宮澤崇史さんは2011年、33歳で料理ブローの花菜子さんと結婚しました。

とても美しい人ですよね。

夫を支えるためにイタリアに住み、栄養面のサポートをしていた陰の功労者なんです。

お子さんはいないようです。

ところでそんな夫唱婦随だった二人ですが、ネットを検索すると「離婚」という文字が目に入ってきます。

なんでだろうと調べてみるとどうやらその原因は、Facebookのプロフィールにあるようです。

家族欄が空欄になっているのです。

また、奥様の料理ブログが2016年を最後に閉鎖されたのも憶測を呼ぶ事になりました。
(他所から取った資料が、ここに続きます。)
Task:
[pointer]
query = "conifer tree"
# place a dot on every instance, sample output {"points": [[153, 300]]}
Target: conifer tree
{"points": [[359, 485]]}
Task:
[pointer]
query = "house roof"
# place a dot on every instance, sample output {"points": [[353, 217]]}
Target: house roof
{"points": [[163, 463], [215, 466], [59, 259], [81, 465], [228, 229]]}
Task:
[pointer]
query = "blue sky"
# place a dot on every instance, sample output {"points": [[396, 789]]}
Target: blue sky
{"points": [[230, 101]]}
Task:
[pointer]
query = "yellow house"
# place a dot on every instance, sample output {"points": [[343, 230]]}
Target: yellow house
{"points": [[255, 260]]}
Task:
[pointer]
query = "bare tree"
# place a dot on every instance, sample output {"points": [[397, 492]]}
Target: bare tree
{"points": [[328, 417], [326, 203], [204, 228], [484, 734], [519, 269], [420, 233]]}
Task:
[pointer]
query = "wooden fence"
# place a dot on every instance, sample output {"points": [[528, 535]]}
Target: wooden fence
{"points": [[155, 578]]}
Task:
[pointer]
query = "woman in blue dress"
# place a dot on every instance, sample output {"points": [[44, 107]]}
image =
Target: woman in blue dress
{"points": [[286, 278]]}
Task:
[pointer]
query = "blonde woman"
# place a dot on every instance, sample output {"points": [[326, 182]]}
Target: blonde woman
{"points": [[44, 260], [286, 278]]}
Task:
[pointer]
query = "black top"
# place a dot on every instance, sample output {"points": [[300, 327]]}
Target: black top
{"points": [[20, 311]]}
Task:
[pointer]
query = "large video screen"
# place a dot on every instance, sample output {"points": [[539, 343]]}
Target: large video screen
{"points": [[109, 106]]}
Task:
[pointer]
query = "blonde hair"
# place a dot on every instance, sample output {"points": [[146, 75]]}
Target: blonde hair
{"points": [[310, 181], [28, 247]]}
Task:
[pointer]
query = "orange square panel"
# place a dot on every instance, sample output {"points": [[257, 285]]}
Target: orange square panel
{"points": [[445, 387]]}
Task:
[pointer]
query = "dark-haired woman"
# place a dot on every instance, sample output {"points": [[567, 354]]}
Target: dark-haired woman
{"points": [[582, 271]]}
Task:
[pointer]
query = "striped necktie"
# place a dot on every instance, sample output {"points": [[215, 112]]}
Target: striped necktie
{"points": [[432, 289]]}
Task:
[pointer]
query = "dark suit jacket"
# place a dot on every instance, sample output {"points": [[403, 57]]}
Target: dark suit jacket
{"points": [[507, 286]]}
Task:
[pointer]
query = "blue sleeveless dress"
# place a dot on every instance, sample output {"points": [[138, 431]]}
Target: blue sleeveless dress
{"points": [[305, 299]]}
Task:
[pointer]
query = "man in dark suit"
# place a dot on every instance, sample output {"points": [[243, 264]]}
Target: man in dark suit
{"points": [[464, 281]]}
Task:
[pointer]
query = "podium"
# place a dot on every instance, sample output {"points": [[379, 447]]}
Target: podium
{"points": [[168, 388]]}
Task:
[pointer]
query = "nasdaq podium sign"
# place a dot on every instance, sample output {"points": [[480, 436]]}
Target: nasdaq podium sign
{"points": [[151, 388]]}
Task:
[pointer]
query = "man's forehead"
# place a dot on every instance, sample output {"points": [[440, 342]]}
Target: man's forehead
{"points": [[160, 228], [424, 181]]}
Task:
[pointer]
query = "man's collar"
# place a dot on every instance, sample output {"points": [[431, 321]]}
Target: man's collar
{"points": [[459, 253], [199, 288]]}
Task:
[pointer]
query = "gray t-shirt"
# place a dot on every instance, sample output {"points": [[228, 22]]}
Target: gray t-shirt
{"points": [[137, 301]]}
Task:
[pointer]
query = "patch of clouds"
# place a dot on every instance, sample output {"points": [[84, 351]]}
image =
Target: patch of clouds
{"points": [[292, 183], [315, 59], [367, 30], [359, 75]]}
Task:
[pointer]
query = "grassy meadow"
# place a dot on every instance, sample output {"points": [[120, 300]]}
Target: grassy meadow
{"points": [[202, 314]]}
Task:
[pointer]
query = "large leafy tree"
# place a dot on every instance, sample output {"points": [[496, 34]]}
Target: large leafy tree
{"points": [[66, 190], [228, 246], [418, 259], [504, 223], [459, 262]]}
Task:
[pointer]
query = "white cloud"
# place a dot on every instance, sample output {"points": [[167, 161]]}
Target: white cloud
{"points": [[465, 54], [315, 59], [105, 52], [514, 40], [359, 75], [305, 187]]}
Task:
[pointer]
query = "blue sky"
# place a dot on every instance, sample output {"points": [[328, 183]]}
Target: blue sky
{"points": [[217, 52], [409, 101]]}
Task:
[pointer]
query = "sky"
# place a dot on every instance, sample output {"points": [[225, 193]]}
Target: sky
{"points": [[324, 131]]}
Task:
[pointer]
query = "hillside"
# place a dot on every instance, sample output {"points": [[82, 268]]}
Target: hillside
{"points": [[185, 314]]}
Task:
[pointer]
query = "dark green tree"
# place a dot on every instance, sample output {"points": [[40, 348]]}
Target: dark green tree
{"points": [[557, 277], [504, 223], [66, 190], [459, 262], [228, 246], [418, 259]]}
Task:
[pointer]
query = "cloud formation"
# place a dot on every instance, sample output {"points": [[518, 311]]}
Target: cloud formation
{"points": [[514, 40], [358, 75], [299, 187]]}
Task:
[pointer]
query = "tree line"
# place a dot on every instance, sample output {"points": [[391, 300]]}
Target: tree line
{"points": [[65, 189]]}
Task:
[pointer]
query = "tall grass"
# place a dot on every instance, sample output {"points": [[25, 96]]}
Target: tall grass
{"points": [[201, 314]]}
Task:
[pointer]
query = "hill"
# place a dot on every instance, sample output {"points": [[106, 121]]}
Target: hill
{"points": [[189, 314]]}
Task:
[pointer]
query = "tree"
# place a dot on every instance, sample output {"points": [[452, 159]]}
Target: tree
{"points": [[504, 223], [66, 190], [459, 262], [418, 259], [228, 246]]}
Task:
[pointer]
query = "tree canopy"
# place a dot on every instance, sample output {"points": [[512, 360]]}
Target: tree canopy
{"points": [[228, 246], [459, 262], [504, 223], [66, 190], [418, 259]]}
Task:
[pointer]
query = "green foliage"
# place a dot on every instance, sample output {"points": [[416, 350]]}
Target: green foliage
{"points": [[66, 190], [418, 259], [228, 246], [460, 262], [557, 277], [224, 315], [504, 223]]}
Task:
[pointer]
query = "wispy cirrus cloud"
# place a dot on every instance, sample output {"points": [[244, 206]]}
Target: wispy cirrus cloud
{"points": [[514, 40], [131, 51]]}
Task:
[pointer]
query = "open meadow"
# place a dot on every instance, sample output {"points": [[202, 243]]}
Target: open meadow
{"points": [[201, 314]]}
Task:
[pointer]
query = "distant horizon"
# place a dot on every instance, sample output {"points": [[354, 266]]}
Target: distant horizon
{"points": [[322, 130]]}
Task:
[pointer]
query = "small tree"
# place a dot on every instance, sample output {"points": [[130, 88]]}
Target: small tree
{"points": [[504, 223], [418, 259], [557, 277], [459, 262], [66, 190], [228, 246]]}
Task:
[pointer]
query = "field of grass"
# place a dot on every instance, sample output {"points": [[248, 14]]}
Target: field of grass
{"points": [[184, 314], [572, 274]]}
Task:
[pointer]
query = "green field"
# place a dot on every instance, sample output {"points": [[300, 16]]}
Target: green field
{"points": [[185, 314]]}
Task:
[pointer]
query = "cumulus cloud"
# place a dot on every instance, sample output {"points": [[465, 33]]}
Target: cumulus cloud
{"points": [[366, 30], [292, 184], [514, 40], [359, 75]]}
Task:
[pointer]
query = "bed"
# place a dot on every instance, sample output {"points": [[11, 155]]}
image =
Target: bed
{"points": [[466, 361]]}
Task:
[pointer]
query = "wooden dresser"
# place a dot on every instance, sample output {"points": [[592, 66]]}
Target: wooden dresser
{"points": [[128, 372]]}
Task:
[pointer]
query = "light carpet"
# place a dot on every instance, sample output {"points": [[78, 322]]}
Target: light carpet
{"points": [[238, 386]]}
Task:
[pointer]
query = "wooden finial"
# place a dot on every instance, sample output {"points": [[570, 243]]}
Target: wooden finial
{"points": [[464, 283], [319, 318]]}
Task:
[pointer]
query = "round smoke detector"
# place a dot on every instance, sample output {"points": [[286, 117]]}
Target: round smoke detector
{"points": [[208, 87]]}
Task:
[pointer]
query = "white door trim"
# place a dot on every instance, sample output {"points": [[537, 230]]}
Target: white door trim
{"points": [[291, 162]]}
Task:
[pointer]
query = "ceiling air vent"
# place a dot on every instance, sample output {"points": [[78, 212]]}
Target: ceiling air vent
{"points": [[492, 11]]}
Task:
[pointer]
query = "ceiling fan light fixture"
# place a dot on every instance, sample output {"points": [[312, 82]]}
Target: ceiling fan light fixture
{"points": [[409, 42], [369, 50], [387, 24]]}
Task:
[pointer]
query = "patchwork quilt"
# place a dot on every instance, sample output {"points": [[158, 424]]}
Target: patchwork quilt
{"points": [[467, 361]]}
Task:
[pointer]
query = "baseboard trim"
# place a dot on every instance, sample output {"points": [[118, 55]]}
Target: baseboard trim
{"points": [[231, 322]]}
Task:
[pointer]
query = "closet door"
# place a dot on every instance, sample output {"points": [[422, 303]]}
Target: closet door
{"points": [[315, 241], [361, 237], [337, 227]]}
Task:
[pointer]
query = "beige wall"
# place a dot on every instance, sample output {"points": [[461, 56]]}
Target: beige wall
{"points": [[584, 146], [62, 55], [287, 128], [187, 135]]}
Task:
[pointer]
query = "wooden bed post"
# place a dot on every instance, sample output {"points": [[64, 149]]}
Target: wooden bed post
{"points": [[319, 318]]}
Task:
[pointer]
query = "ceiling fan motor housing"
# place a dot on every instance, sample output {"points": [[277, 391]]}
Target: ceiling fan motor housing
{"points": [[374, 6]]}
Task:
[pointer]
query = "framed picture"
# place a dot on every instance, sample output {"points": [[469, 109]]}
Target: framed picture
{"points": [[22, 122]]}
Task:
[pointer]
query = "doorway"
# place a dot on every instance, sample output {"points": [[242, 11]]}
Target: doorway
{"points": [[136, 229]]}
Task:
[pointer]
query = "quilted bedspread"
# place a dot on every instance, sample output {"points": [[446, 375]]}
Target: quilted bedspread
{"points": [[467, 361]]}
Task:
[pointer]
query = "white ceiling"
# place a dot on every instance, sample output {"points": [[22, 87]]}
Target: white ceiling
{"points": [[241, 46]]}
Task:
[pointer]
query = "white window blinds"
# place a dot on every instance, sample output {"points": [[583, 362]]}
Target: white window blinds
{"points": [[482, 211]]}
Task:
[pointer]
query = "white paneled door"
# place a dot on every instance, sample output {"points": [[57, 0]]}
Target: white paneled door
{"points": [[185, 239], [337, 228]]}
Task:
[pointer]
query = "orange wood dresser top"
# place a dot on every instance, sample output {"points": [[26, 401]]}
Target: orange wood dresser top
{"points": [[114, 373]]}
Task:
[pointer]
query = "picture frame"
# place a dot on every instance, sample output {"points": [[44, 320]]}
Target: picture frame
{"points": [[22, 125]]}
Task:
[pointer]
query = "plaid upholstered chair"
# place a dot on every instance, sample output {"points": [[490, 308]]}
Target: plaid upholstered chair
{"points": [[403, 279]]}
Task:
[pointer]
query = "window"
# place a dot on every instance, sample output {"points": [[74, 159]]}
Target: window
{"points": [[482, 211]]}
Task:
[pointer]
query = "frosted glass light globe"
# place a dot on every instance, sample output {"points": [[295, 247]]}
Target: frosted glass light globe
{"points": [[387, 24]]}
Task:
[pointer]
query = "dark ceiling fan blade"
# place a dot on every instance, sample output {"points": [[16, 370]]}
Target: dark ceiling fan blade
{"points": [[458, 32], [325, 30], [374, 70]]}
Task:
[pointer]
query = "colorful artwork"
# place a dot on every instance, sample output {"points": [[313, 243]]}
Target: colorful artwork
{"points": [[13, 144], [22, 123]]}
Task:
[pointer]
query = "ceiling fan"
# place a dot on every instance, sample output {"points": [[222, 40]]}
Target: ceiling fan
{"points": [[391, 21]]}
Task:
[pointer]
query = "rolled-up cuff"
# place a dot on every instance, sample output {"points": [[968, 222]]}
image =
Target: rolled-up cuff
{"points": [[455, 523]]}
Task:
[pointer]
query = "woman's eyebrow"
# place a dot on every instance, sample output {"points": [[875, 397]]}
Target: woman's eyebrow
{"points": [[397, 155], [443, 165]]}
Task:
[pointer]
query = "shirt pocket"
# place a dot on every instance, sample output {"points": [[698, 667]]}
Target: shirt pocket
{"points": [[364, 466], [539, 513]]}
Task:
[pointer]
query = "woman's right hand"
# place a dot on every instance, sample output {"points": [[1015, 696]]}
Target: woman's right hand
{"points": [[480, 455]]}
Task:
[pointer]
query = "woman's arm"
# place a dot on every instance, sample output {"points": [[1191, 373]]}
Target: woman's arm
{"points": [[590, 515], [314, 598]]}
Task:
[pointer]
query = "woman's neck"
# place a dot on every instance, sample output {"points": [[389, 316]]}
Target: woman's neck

宮澤崇史さん本人も家族のことを口にしなくなったのも憶測に拍車をかける事になったのです。

真相は明らかではありません。

そのうち本人の口から何か語られるかもしれませんね。

夫婦の事は誰にも分からないものです。そっとしておいてあげましょう。

まとめ

ここでは、宮澤崇史さんの少年時代からの選手としての活躍と引退後に監督と解説者としての評判について書いてきました。

母親への生体肝移植という大きな決断は人として素晴らしいことですよね。

簡単に真似が出来る事ではありません。

しかし、何より宮澤崇史さんの凄いところは挫折に正面から立ち向かって日本チャンピオンジャージを獲得するまでになった事です。

誰しも人生の中で幾つかの大きな挫折を目の当たりにするものなんだと思います。

そして、その挫折に押しつぶされてしまう人も多いでしょう。

でも、宮澤崇史さんを見ていると、挫折の先に何よりも大切な事があるんだと気づかせてくれます。

ロードレースは人生を観るようなスポーツとも言われます。だからこそ人は自分の人生を思い描きながら熱狂するのでしょう!

長い長い道のりで何度立ち止まってしまおうと思うことがある事でしょう。

それでもその先にある栄冠を求めて選手はもがきます。

失敗が脳裏によぎろうとも、必死に前に前に歩を進め、優勝という栄冠を手に入れようとするのです。

今苦難に立ち向かっている方、目の前に大きな壁があると感じている方、そんな方にこの宮澤崇史さんの生き方は大きな参考になるのではないでしょうか。